You said the guy changed the starter solenoid and then lied about it. Then you said "It will come on once i go to fire it after its warm" but what are you talking about here? Are you referring to the "wait to start" light or other indicators?

When you say starter solenoid, are you talking about the solenoid on the starter itself or the starter solenoid relay up under the hood? If you're referring to the one under the hood, are you talking about the starter solenoid relay or the glow plug relay? You may not realize it but they look very similar if not exactly the same BUT ARE ACTUALLY 2 different solenoids meant for two different purposes. I'm not saying you are but are you "possibly" mistaking the glow plug relay solenoid with the starter solenoid relay? Or, are you referring to the solenoid on the starter itself?

Since the guy lied in the first place, I wouldn't trust what he said to begin with and DEFINATELY NOT now.


As for the neutral safety switch being replaced, just because it was replaced does NOT mean that it was installed CORRECTLY. They need to be adjusted CORRECTLY for them to work correctly.

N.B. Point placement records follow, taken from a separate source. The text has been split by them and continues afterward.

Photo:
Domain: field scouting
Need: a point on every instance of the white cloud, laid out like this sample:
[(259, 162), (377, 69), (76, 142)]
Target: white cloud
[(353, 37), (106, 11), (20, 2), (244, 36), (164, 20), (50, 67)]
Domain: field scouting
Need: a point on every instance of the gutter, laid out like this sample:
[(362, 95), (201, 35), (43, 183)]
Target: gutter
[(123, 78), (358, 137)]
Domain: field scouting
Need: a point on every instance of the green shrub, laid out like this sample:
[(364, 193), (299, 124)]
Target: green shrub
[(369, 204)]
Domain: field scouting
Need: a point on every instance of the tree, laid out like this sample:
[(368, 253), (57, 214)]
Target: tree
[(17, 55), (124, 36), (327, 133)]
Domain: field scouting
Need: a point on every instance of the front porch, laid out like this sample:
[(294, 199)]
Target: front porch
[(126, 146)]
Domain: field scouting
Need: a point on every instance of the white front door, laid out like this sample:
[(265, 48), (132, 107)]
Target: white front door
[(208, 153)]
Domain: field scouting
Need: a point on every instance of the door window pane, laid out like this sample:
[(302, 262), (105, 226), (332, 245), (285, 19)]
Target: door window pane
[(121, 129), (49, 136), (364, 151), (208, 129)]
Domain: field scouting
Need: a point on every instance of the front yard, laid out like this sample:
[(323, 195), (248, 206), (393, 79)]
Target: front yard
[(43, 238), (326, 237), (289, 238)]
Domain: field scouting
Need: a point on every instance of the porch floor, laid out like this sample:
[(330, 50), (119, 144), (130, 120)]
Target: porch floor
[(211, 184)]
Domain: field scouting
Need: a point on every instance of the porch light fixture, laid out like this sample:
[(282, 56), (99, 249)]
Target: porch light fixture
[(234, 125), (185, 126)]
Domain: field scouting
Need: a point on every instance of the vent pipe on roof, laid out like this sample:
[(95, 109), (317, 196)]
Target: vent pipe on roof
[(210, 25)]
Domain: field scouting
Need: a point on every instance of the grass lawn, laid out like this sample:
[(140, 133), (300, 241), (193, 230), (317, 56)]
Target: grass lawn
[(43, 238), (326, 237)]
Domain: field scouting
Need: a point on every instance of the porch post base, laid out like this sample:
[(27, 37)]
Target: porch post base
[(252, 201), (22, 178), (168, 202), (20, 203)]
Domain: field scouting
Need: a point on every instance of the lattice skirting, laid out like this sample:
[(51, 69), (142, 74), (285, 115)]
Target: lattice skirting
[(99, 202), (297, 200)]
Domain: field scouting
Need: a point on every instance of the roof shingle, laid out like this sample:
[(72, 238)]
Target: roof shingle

They are "supposed" to be installed with a special tool from Ford but you can install them without it if you're good enough.

But, keep in mind, if this switch is off on the alignment, it may be causing your issues. It might not be but it is a possibility.

Since you said that if you unplug it and then plug it back in and it runs fine, I would consider looking at that area further. But, maybe it has something to do with simply turning the truck off and then on again.

Since you said that the truck seems to run fine after unplugging and replugging the connector back in, I will "assume" that the trans itself is still ok and we're talking about an electrical issue but you never know.

But, I think we gave you a few ideas to check out. After some electrical checks, then you get into testing pressure and so on but basically, if you can't find anything wrong electrically, there really isn't much left to narrow it down to other than the transmission lines being clogged or restricted or having low transmission fluid levels. Outside of that, what's next? The transmission.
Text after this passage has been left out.